La isla tenía infraestructura subterránea, no decorativa, no de almacenamiento de materiales de construcción, infraestructura funcional construida con técnicas que en aquel momento solo usaban dos tipos de personas en Colombia. Los que construían búnkeres militares del Estado y los que no querían que el Estado supiera lo que guardaban.

Eso es lo que hay debajo de esa isla y eso es lo que el comprador de 2019 descubrió cuando contrató a un equipo de ingenieros para hacer el estudio de suelos previo a la compra. Pero no me adelanto, porque antes de llegar a 2019 necesito que entiendas por qué esta isla lleva 30 años en un limbo legal que no es accidental, porque nada de lo que rodea a esta propiedad es accidental.

Cuando Escobar murió en diciembre de 1993, el Estado colombiano inició el proceso de incautación de todos sus bienes conocidos. La Hacienda Nápoles fue la más mediática. Las propiedades en Medellín, Bogotá y otras ciudades fueron intervenidas con mayor o menor éxito. Los activos financieros en el extranjero se perdieron casi en su totalidad.

La isla apareció en la lista inicial de bienes por incautar y entonces desapareció de la lista. No porque alguien la tachara deliberadamente, no porque hubiera una orden firmada que la excluyera del proceso. Simplemente en el proceso de depuración de los registros, la isla quedó fuera de los bienes formalmente incautados porque la titularidad legal seguía vinculada a la empresa panameña, que en términos técnicos no era propiedad de Escobar, sino de una persona jurídica distinta.

 Y esa persona jurídica, en el caos administrativo de los años posteriores a la muerte del capo, nunca fue liquidada ni sus activos transferidos al Estado de forma definitiva. Eso creó lo que los abogados especializados describen como un limbo de titularidad. La isla existe, tiene coordenadas, tiene valor de mercado, pero quien tiene el título legal es una empresa que en términos prácticos no existe, cuyos directivos originales están muertos o desaparecidos y cuya liquidación nunca se completó.

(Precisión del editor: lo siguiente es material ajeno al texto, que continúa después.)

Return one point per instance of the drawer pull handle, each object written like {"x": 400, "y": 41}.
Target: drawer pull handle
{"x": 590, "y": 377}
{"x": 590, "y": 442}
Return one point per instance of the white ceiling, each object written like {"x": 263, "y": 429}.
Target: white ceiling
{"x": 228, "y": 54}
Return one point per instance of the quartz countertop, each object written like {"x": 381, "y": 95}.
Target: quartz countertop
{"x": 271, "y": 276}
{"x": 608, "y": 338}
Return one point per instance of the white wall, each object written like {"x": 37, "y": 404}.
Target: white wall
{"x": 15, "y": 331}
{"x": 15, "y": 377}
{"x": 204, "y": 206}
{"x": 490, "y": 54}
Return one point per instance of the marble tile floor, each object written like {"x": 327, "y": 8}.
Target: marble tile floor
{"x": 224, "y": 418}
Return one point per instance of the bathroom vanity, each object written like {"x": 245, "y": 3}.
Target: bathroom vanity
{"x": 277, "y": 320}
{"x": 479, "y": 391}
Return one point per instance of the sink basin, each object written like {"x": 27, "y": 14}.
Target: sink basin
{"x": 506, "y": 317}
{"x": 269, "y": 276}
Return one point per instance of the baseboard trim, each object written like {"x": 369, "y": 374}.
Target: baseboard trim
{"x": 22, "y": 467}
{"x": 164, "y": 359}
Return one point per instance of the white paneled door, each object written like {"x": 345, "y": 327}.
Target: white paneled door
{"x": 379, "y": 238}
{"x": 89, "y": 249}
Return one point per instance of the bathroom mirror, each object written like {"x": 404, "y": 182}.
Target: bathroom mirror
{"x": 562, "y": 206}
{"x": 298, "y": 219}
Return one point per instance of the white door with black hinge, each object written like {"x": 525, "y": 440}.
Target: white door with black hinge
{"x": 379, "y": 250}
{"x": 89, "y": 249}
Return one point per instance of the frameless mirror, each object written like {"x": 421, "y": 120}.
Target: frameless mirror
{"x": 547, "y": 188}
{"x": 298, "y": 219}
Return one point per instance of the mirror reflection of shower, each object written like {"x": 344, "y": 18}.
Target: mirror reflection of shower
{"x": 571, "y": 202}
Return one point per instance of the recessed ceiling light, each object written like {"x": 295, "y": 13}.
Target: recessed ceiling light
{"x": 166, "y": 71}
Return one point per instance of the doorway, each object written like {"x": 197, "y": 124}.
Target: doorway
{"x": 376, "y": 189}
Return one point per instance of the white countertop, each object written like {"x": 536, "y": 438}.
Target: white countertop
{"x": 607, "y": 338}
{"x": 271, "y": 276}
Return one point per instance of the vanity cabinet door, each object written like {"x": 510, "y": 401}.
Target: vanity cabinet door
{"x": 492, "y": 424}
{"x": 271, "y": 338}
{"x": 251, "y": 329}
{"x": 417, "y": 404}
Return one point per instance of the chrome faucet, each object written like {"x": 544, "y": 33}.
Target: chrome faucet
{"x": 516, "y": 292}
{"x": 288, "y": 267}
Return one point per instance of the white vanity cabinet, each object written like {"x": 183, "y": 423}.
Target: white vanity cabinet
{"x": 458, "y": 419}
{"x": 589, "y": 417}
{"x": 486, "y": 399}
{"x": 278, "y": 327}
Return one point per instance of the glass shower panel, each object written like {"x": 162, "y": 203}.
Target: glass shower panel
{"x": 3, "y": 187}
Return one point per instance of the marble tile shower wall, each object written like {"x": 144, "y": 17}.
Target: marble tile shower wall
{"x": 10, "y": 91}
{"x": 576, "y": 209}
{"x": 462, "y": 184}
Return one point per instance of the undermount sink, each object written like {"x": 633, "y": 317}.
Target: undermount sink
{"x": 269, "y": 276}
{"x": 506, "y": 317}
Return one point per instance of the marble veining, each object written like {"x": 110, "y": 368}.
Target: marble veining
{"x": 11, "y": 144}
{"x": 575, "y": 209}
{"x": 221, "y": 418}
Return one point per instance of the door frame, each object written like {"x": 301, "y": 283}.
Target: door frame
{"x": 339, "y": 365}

 El primer intento de venta registrado ocurrió en 1998. Un empresario venezolano contactó a través de intermediarios a los representantes legales de la empresa panameña. Las negociaciones duraron 6 meses. El precio acordado fue de 1.8 millones de dólares. Faltaban 4 días para la firma del contrato cuando el empresario venezolano retiró su oferta sin explicación y cortó todo contacto con los intermediarios.

No hubo comunicado, no hubo carta, no hubo reunión de cierre. Una mañana simplemente dejó de responder el teléfono. En 2003 hubo un segundo intento. Un grupo de inversión inmobiliaria con base en Miami llegaron con abogados, con un plan de desarrollo turístico, con financiamiento estructurado.